Data sources Pregnancies resulting in termination for fetal anomaly identified from the Oxford congenital anomaly register. Details about the prenatal diagnosis and autopsy findings were retrieved from case notes.
Results Of the 57 258 deliveries, 309 (0.5%) were terminated because of prenatally diagnosed abnormality. There were 129/29 086 (0.4%) terminations for fetal anomaly carried out in 1991-5 and 180/28 172 (0.6%) in 1996-2000. The percentage of fetuses that underwent autopsy fell from 84% to 67%. Autopsy was performed in 132 cases identified by ultrasound scan, with no evidence for abnormal karyotype. In 95 (72%) the autopsy confirmed the suspected diagnosis and did not add important further information, two cases were not classified, and in 35 (27%) the autopsy added information that led to a refinement of the risk of recurrence (reduced in 17, increased in 18); in 11 of these 18 cases it was increased to a one in four risk.

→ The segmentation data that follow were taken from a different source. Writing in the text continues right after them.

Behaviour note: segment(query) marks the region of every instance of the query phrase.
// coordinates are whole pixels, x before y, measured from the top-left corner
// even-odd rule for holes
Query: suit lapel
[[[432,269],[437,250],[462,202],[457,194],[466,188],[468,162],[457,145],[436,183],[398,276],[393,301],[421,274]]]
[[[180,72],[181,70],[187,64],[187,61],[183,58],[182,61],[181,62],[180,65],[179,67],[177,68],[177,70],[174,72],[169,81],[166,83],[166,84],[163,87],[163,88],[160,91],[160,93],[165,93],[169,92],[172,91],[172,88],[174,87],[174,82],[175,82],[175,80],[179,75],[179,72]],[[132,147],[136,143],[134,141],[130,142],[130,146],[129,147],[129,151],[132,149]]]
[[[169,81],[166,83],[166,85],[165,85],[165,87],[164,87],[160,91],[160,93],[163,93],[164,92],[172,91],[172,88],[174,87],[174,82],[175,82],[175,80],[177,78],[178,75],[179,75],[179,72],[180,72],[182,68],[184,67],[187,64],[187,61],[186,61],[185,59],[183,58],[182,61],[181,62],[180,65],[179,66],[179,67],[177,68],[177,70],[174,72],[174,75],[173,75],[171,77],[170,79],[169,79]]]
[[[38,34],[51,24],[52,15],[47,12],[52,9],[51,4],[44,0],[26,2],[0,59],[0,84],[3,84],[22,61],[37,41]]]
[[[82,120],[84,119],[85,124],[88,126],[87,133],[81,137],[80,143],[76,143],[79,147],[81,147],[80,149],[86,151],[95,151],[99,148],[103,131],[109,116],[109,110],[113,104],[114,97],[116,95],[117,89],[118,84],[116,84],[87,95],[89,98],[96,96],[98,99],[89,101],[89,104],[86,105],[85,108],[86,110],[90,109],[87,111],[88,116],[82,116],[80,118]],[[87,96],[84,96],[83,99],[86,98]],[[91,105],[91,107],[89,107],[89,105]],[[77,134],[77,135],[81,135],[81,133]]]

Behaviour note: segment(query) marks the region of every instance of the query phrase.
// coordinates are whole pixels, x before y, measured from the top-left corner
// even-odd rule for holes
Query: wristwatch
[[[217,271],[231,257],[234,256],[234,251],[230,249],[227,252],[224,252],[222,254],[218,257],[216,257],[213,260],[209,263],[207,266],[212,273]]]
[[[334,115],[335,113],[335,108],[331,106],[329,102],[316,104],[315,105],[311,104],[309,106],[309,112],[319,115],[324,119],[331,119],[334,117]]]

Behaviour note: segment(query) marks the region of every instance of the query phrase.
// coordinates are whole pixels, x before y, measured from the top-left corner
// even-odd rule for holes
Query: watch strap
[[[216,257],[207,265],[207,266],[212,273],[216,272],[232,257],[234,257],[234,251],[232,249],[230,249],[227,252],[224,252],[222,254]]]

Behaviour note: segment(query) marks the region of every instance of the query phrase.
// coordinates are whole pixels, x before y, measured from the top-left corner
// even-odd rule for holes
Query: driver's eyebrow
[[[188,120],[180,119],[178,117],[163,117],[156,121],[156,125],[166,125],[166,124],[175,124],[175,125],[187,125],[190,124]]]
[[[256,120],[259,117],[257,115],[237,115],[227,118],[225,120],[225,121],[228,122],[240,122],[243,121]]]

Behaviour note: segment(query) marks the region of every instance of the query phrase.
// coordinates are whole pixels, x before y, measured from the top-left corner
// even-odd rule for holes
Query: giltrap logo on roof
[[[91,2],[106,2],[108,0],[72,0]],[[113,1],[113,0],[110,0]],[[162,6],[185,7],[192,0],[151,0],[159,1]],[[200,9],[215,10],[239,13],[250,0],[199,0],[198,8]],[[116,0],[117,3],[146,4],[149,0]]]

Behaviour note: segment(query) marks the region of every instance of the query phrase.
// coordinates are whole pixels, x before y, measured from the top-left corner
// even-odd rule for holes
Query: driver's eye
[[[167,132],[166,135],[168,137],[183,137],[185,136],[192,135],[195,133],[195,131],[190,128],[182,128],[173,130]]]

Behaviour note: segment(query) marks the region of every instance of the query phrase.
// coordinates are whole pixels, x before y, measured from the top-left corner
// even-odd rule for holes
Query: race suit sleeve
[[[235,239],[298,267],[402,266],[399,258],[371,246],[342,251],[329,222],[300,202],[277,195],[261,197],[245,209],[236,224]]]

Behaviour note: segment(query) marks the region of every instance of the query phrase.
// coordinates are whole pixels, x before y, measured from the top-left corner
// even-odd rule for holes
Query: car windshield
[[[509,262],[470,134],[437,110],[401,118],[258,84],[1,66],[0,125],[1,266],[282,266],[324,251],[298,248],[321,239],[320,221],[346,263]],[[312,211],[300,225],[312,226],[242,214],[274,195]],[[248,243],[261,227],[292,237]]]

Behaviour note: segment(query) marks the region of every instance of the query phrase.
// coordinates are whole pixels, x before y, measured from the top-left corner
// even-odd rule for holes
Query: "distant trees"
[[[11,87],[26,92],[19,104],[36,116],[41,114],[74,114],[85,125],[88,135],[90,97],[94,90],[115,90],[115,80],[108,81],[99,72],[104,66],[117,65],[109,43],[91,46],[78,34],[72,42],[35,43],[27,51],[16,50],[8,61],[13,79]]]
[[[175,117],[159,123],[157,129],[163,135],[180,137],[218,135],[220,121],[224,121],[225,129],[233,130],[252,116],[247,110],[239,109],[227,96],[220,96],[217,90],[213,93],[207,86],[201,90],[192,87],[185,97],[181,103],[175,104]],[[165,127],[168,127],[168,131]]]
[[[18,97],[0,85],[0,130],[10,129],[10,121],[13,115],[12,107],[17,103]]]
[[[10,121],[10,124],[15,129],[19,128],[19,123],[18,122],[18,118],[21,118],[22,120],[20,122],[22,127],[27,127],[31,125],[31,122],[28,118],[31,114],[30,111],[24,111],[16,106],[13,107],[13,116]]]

Conclusions Though there has been an increase in the rate of terminations of pregnancy for fetal anomaly, there has been a decline in the autopsy rate. When a prenatal diagnosis was based on the results of a scan only, the addition of information from an autopsy by a specialist paediatric pathologist provided important information that changed the estimated risk of recurrence in 27% of cases and in 8% this was to a higher (one in four) risk.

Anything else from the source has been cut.